In order to find the maximum value of #h(d)#, we need to complete the square:

#Rightarrow h(d) = - 3.9d^(2) + 13.1d + 8.7#

#Rightarrow h(d) = - 3.9 (d^(2) + frac(13.1)(- 3.9)d + frac(8.7)(- 3.9))#

#Rightarrow h(d) = - 3.9 (d^(2) - frac(13.1)(3.9)d - frac(8.7)(3.9))#

#Rightarrow h(d) = - 3.9 (d^(2) - frac(13.1)(3.9)d + (frac(frac(13.1)(3.9))(2))^(2) - frac(8.7)(3.9) - (frac(frac(13.1)(3.9))(2))^(2))#

#Rightarrow h(d) = - 3.9 (d^(2) - frac(13.1)(3.9)d + (frac(13.1)(7.8))^(2) - frac(8.7)(3.9) - (frac(13.1)(7.8))^(2))#

#Rightarrow h(d) = - 3.9 ((d- frac(171.61)(60.84))^(2) -5.0514464169)#

#Rightarrow h(d) = - 3.9 (d- frac(171.61)(60.84))^(2) + 19.70064103#

Now, the expression #(d- frac(171.61)(60.84))^(2)# is always positive, as it is squared, i..e it is always greater than or equal to zero.
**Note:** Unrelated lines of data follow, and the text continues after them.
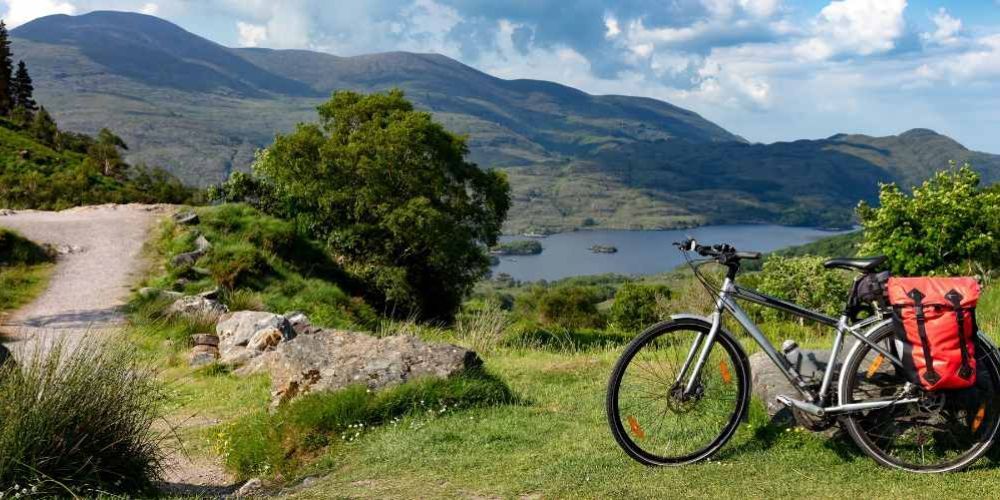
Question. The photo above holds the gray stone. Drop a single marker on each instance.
(245, 334)
(250, 488)
(300, 323)
(192, 305)
(205, 339)
(769, 382)
(332, 359)
(186, 218)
#Rightarrow (d- frac(171.61)(60.84))^(2) geq 0#

Multiplying this expression by #- 3.9# (a negative number) reverses the inequality:

#Rightarrow - 3.9 (d- frac(171.61)(60.84))^(2) leq 0#

Let's add #19.70064103# to both sides of the inequality:

#Rightarrow - 3.9 (d- frac(171.61)(60.84))^(2) leq 19.70064103#

This expression is now equivalent to our function #h(d)# (in vertex form):

#therefore h(d) leq 19.70064103#

According to this inequality, the function #h(d)# is less than or equal to #19.70064103#, i.e. has a maximum value of #19.70064103#.

Rounding this number to the nearest tenth gives #h(d) leq 19.7#.

Therefore, Alex reaches no higher than #19.7# metres.